If you take a small chunk of CSS, and repeat it multiple times (I did the following while testing the JS side of the same code: for i in {1..5};do cat jquery.js >> 5jquery.js; done and generated a bunch of files of different sizes) then you'll see that it gets slower and slower as you increase the size of the input file, but more than linearly. So minifying jquery 5 times is more than 5 times faster than minifying 5 copies of jQuery in one go and the difference increases with size.

I'm fairly certain this comes down to the section of code that takes the initial input, runs regexes on it (as timed above) but then takes the first regex that matches and substr it out of the input, and appends the result of the match to the processed string. So there's two big strings, one being assembled piece by piece, and one reduced piece by piece in a loop.

This is the kind of thing that in Java you'd use a StringBuilder for to avoid creating lots of String objects that get quickly destroyed.

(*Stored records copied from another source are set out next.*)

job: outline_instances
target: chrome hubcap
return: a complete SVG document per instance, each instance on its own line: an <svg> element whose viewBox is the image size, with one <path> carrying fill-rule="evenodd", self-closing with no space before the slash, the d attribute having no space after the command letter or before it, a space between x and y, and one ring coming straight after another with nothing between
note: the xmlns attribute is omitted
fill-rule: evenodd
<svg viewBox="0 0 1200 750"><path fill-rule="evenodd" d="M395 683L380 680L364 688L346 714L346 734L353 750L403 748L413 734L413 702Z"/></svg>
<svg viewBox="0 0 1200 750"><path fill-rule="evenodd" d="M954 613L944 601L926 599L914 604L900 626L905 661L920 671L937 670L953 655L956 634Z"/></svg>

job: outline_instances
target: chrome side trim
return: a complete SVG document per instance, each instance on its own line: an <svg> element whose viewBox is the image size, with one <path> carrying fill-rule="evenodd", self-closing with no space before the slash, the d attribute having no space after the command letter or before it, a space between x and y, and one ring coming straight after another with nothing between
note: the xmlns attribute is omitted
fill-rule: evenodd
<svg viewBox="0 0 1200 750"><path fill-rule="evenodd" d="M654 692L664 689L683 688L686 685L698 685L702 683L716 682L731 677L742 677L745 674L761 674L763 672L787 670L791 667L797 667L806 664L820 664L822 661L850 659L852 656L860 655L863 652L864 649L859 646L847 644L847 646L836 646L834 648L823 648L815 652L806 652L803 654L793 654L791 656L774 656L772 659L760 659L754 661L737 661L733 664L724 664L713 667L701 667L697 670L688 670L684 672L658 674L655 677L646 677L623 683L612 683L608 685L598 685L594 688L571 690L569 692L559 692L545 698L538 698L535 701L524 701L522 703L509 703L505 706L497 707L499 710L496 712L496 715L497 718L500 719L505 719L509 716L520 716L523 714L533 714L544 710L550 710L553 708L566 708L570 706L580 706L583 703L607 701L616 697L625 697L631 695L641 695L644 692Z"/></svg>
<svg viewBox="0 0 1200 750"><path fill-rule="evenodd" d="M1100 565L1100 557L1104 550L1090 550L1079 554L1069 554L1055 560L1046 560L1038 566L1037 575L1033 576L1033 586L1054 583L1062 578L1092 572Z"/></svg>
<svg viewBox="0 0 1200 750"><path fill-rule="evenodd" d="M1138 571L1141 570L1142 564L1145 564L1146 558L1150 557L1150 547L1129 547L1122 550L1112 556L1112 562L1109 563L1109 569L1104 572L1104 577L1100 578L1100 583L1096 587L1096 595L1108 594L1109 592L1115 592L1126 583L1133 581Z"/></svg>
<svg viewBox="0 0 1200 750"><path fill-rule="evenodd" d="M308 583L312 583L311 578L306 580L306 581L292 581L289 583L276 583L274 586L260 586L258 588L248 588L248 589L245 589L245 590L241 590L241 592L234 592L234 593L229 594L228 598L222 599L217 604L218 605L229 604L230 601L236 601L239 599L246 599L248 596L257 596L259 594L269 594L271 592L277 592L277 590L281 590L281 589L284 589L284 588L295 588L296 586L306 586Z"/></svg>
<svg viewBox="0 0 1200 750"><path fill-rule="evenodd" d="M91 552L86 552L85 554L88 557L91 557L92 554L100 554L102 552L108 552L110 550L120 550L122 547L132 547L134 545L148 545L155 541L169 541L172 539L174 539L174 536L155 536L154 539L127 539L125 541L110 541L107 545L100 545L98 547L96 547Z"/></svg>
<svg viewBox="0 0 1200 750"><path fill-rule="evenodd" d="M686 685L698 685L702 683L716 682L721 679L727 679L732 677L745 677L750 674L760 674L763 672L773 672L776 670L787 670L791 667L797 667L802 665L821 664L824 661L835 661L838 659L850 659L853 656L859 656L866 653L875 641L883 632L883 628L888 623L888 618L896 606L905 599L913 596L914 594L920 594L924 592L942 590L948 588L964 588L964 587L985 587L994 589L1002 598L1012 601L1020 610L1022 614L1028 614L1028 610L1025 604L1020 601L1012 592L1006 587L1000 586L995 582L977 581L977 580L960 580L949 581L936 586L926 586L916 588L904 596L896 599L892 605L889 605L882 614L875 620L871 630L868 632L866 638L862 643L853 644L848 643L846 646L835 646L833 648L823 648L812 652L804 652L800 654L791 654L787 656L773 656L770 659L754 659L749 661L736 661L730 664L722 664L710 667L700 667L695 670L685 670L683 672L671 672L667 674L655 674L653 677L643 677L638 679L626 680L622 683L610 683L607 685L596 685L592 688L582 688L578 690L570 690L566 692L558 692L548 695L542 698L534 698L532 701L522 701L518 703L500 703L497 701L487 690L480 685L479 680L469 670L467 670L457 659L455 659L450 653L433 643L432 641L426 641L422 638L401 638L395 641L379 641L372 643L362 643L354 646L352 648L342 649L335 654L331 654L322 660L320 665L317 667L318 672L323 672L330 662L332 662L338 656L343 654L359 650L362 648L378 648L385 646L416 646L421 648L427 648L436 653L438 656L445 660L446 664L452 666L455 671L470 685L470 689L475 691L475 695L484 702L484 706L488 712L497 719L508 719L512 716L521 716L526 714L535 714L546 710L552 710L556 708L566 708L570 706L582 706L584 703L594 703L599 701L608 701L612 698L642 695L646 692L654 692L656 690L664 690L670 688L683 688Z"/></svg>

I believe that PHP each time it copies a chunk of those two strings (and it'll copy them alot, and more for longer inputs) that basically duplicates the whole string. PHP's refcounting garbage collection seem to cope with this very well at small sizes but I still think it must still be generating a lot of objects that are only briefly used than dropped. And if you're string is say 1MB long (which is where things got really bad in my testing ) then each of these goes through the loop would create (roughly) 1MB of strings that will be thrown away on the next loop. I would guess that if these copies could be avoided then it might speed things up for larger files e.g. rather than constantly cut down the input file as we progress, it might be easier to keep track of an index into it (possibly you could also on search a little ahead each time, but it seems like the regex stuff is so hyper optimised that this wouldn't be worth the trouble).

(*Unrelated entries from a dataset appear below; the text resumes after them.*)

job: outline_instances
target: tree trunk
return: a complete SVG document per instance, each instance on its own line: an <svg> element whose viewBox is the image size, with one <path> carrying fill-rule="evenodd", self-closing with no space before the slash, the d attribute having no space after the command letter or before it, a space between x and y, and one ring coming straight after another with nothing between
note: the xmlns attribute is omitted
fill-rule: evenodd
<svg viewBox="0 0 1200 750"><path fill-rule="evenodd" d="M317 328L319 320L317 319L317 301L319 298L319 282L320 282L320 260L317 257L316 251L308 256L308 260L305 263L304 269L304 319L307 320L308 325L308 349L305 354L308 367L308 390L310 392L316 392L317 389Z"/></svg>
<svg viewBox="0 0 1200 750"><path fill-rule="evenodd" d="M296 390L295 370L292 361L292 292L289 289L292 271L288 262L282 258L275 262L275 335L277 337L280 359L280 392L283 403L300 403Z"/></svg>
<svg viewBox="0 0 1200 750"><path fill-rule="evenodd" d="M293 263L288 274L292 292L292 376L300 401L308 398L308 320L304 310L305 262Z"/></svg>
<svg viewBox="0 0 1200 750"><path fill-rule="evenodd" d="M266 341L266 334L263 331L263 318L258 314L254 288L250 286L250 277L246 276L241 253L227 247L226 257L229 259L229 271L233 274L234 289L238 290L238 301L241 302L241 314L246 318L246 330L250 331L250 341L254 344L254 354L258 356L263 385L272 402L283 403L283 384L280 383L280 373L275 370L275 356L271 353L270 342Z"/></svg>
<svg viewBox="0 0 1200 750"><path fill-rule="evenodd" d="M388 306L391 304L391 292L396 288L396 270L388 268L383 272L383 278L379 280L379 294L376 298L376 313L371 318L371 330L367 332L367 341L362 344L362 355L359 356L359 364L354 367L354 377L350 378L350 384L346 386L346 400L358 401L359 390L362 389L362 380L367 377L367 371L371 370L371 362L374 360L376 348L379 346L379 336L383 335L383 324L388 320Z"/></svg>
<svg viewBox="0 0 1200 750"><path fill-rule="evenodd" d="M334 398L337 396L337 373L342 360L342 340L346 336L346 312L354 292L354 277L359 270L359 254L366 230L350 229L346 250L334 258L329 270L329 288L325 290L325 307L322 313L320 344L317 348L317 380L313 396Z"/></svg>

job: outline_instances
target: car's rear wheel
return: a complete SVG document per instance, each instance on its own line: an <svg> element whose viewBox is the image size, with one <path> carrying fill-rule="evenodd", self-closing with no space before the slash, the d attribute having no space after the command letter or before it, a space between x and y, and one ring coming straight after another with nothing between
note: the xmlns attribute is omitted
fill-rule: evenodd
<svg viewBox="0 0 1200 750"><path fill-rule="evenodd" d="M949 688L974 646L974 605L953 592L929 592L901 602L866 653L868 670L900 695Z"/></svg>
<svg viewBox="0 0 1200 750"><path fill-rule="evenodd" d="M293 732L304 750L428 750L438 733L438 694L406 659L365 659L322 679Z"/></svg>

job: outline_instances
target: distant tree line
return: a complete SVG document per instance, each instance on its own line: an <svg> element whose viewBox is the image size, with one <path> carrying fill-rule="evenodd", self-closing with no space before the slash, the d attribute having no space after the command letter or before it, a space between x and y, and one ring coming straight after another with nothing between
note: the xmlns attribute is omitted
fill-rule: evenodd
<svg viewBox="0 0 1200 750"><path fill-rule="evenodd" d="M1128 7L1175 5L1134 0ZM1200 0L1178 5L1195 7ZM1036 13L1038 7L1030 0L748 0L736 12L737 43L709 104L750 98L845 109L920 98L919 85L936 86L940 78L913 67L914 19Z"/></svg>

Measuring memory usage via PHP it seems to handle this well, but I think PHP just reports what the Zend Memory Manager is looking after, which doesn't directly account for what's going on behind the scenes as we continually ask the OS for more fresh memory to use, particularly odd sizes that might not fit in the gap we've just got rid of (or which the Memory Manager would have to be pretty smart to notice that it does).

If anyone's got the time to look into this I think it might make a big difference to the CSS compile speed overall. One way to test would to skip the minification entirely and see how long the CSS generation takes. Then take that output and run it through the minifier. Then split it in multiple pieces and run it through the minifier timing it and add them up. That should give us some rough idea of the extra time that's being used up by the memory juggling in the background.

One relatively quick intervention might be to store the output as an array of string chunks, and only combine them back into a big string at the end (which is basically what a StringBuilder would do I think). It's harder on the input side because we need to run regexes on it, but if we can provide a start index for where we want to search from, then I think it would still be possible to just search the single large string each time.

An alternative approach might be if there's an easy way to split the input CSS (e.g maybe split every time there's a /*! comment starting and add some more of those if we need more chunks), we could just pass it in in in smaller chunks and leave the library as it is.

A third alternative is that possibly it's PHP's cycle-collecting garbage collector kicking in repeatedly, but not actually finding any cycles to clear. This was part of a change that sped Composer up by 90% a while back, and since we're generating so many objects, it might also be the case here. You can switch this off and then back on again from within PHP, which might be worth checking to see if it makes any difference on larger inputs.